O estudo tem como coautores Markus Buehler, professor do Departamento de Engenharia Civil e Ambiental do MIT; George Roy e Tomer Stern, da Universidade de Michigan; e Anh Nguyen e Dapeng Bi, da Universidade Northeastern.
Pontos e espumas
Cientistas normalmente modelam o desenvolvimento de um embrião de duas formas: como uma “nuvem de pontos”, em que cada ponto representa uma célula que se move ao longo do tempo; ou como uma “espuma”, em que as células são vistas como bolhas que se deslocam e deslizam umas sobre as outras, semelhantes à espuma de barbear.
Em vez de escolher apenas uma dessas abordagens, Guo e Yang decidiram combinar as duas.
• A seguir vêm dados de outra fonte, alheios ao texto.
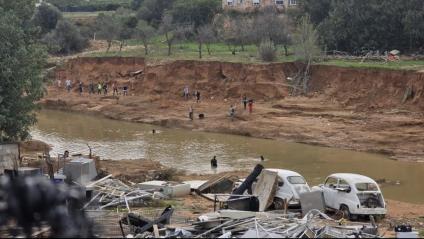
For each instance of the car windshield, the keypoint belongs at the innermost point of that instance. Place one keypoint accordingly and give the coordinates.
(366, 187)
(296, 180)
“Existe um debate sobre qual dessas formas é melhor”, diz Yang. “Mas, na verdade, ambas representam a mesma estrutura básica. Ao combiná-las, conseguimos destacar melhor como as células estão conectadas e como essas conexões mudam ao longo do tempo.”
No centro do novo modelo está uma estrutura chamada de “grafo duplo”, que representa o embrião tanto como pontos em movimento quanto como bolhas interagindo. Essa dupla representação permite capturar informações detalhadas, como a posição do núcleo da célula, se ela está em contato com células vizinhas e se está se dobrando ou se dividindo em determinado momento.
Como prova de conceito, a equipe treinou o modelo para aprender como as células mudam durante a gastrulação da mosca-das-frutas.
“Nessa fase, o formato geral do embrião lembra um elipsoide, mas ocorrem movimentos intensos na superfície”, explica Guo. “Ele passa de completamente liso para a formação de várias dobras em diferentes direções. Queremos prever todas essas mudanças, momento a momento, célula por célula.”
Onde e quando
Para o estudo, os pesquisadores utilizaram vídeos de alta qualidade da gastrulação da mosca-das-frutas, obtidos por colaboradores da Universidade de Michigan. As gravações mostram uma hora inteira de desenvolvimento, com resolução suficiente para acompanhar células individuais. Além disso, os vídeos trazem marcações detalhadas das bordas e dos núcleos celulares — dados raros e difíceis de obter.
“Esses vídeos são extremamente detalhados”, diz Yang. “É raro ter imagens tridimensionais de todo o embrião com resolução submicrométrica e alta taxa de quadros.”
O modelo foi treinado com dados de três dos quatro vídeos disponíveis e, depois, testado em um vídeo totalmente novo. Mesmo assim, conseguiu prever com alta precisão como a maioria das 5 mil células do embrião mudava de um minuto para o outro.
Especificamente, o sistema conseguiu prever se uma célula iria se dobrar, se dividir ou continuar conectada a uma célula vizinha, com cerca de 90% de acerto.
“Não prevemos apenas se algo vai acontecer, mas também quando”, explica Guo. “Por exemplo, se uma célula vai se separar de outra em sete ou oito minutos — conseguimos estimar esse momento.”
Segundo a equipe, o modelo pode, em princípio, ser aplicado ao desenvolvimento celular de sistemas mais complexos, incluindo alguns tecidos e órgãos humanos. O principal desafio, porém, é a disponibilidade de dados de vídeo de alta qualidade.
“Do ponto de vista do modelo, ele está pronto”, afirma Guo. “O grande gargalo é a qualidade dos dados. Se tivermos boas imagens de tecidos específicos, o método pode ser aplicado diretamente.”
O estudo contou com apoio parcial dos Institutos Nacionais de Saúde dos Estados Unidos.